XLII

SU AVENTURA CON EL ANCIANO Y MALHUMORADO CABALLERO

La aventura en la sala de prensa que relaté en un capítulo anterior me trae a la memoria otra que me sucedió en el Liceo, unos días más tarde, y que más vale que cuente aquí antes de que se me olvide.

Iba paseando, por Bold Street creo que era, cuando me llamó la atención un edificio muy grande y elegante de piedra arenisca marrón. Tenía las ventanas abiertas y allí, cómodamente sentados con las piernas dobladas sobre las rodillas, vi a varios ancianos caballeros de aspecto feliz y sosegado que leían revistas y periódicos; uno de ellos tenía en la mano un hermoso volumen de cantos dorados.

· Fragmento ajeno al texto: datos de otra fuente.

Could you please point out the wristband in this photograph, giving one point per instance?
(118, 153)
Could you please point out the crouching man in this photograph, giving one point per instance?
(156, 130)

«Sí, éste debe de ser el Liceo —pensé—, comprobémoslo». Así que saqué mi guía, la abrí por la estampa correspondiente, y, efectivamente, el edificio que tenía delante se ajustaba a ella piedra por piedra. Me quedé un rato al otro lado de la calle comparando el grabado con el original, y me entretuve observando a los agradables caballeros sentados junto a las ventanas abiertas, hasta que por fin sentí el incontrolable impulso de entrar un momento y hojear un poco las noticias.

«Soy un pobre grumete sin amigos —pensé—, y no creo que les importe, sobre todo teniendo en cuenta que soy extranjero, y a los extranjeros debe tratárseles con cortesía». Sin dejar de darle vueltas al asunto crucé la calle y, con un leve recelo en el corazón, subí al bordillo, me quité el sombrero mientras estaba todavía en la calle y entré tranquilamente.

Pero no había llegado muy lejos en la enorme y noble habitación, cubierta de cuadros hermosos, cuando un caballero muy atrabiliario levantó la vista del London Times, cuya cabecera vi impresa en el periódico que tenía en la mano, y me miró como si yo fuese un perro con el pellejo cubierto de barro y me hubiera colado del arroyo en aquella habitación tan elegante, y me amenazó ferozmente con su bastón de puño de plata, hasta que se le cayeron las gafas de la nariz. Casi en el mismo momento se me acercó un hombre muy enfadado, que parecía tener un emplasto de mostaza en la espalda que le sacara de quicio, tiró al suelo unos papeles que había estado cumplimentando, me cogió por los hombros y, aplicando el pie en la parte más ancha de mis pantalones, me llevó hasta la calle y me echó a la acera, sin ofrecerme la más mínima disculpa por aquella afrenta. Salté tras él, pero en vano; habían cerrado la puerta.

«Es evidente que estos ingleses no tienen modales», pensé, y me fui calle abajo rumiando para mis adentros.